経済産業大臣認定 経営革新等支援機関

「営業力の強化」というテーマについて

よく経営課題の一つとして「営業力の強化」を掲げる会社があります。

それ自体は至極もっともなことです。

売上が上がらなくては話にならないので。

 

シンプルな手段としては営業員の数を増やすことかと思いますが、

「営業員を増員しましょう」という提案をして受け入れられた経験があまりありません。

経営者が「量ではなく質である」と思っているからです。

でも実際は「量」が決定的に大事なことが多いのです。

 

とても売れているという「キリンビール高知支店の奇跡」(キリンビールの元副社長・田村潤さん著・講談社+α新書)を読みました。

高知支店の支店長時代に、小売店ではなく飲食店回りに営業の「量」を集中させることを起爆剤にして成功した話です。

試行錯誤しながら成功した話ですし、しかも支店全員で成功の喜びを共有し盛り上がっているところが涙が出るほど感動的です。

 

同時期に「どん底営業部が常勝軍団になるまで」(藤本篤志さん著・新潮新書)も読みましたが、ここでも「営業量を増やす」「営業数を増やす」がまず必要であると強調してありました。この本では、営業のコンサルタントとして著者が「コープさっぽろ」の営業改革を実際に行ったことが書いてあり、とても興味深かったです。
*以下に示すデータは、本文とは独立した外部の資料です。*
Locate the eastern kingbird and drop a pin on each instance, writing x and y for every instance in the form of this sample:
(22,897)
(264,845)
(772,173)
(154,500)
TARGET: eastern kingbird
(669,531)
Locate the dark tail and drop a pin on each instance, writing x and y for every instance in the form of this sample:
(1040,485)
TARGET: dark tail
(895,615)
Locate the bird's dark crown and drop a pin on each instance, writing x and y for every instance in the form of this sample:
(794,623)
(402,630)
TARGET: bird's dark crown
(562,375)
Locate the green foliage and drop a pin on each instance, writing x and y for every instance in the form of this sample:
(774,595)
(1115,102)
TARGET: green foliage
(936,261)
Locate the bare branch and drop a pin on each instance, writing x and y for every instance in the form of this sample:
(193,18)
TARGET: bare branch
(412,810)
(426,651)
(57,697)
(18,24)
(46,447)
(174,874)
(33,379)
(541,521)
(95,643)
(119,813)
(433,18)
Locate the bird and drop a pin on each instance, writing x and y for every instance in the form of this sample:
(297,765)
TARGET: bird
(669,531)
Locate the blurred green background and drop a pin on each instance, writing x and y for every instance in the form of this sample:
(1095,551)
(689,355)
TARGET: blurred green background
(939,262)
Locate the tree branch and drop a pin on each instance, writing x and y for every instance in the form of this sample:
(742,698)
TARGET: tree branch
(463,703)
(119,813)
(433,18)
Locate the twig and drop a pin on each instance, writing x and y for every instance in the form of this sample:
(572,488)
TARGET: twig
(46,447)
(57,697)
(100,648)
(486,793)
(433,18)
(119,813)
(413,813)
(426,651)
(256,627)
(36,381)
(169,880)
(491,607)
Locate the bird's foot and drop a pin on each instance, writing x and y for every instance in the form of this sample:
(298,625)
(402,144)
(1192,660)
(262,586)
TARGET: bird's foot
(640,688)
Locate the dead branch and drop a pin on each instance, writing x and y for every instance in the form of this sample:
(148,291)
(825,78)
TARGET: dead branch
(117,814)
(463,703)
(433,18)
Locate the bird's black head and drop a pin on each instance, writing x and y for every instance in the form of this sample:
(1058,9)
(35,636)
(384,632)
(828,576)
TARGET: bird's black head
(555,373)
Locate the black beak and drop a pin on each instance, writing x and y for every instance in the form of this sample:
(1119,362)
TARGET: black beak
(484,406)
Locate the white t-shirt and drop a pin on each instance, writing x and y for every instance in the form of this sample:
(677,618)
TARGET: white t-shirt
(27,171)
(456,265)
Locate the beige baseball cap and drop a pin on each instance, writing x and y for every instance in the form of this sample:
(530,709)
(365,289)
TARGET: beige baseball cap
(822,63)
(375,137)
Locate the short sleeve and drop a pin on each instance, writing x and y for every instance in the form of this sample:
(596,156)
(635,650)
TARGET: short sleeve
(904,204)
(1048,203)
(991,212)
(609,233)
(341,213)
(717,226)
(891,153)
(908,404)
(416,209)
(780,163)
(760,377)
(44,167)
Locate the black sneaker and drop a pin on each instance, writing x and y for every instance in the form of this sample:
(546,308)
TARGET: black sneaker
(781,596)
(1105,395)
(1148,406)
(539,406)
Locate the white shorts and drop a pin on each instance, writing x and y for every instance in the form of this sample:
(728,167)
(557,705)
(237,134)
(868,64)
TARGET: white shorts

コンサルタントは「答えを知っていて当たり前」とクライアントに思われながら、改革を進めていかなければならないのですが、実はそうでもなくても(汗)、試行錯誤は許されないところがつらいですね。この本のポイントはそこではないのですけど・・・

 

営業部長や課長が直接担当する顧客(や個人の目標数値)をなくして、部下の担当者の管理・支援に回しましょう、という提案もなかなか受け入れられないものの一つです。担当者に営業日報を時間をかけて書かせるより、上司ときちんと高頻度で面談するほうが大事ですし、同伴営業や面談・指導をちゃんとやるためにも、できる部長や課長の営業担当をはずすことが全体の数字を上げる近道であるというのが定説なんですけど、これはなかなか受け入れられませんね。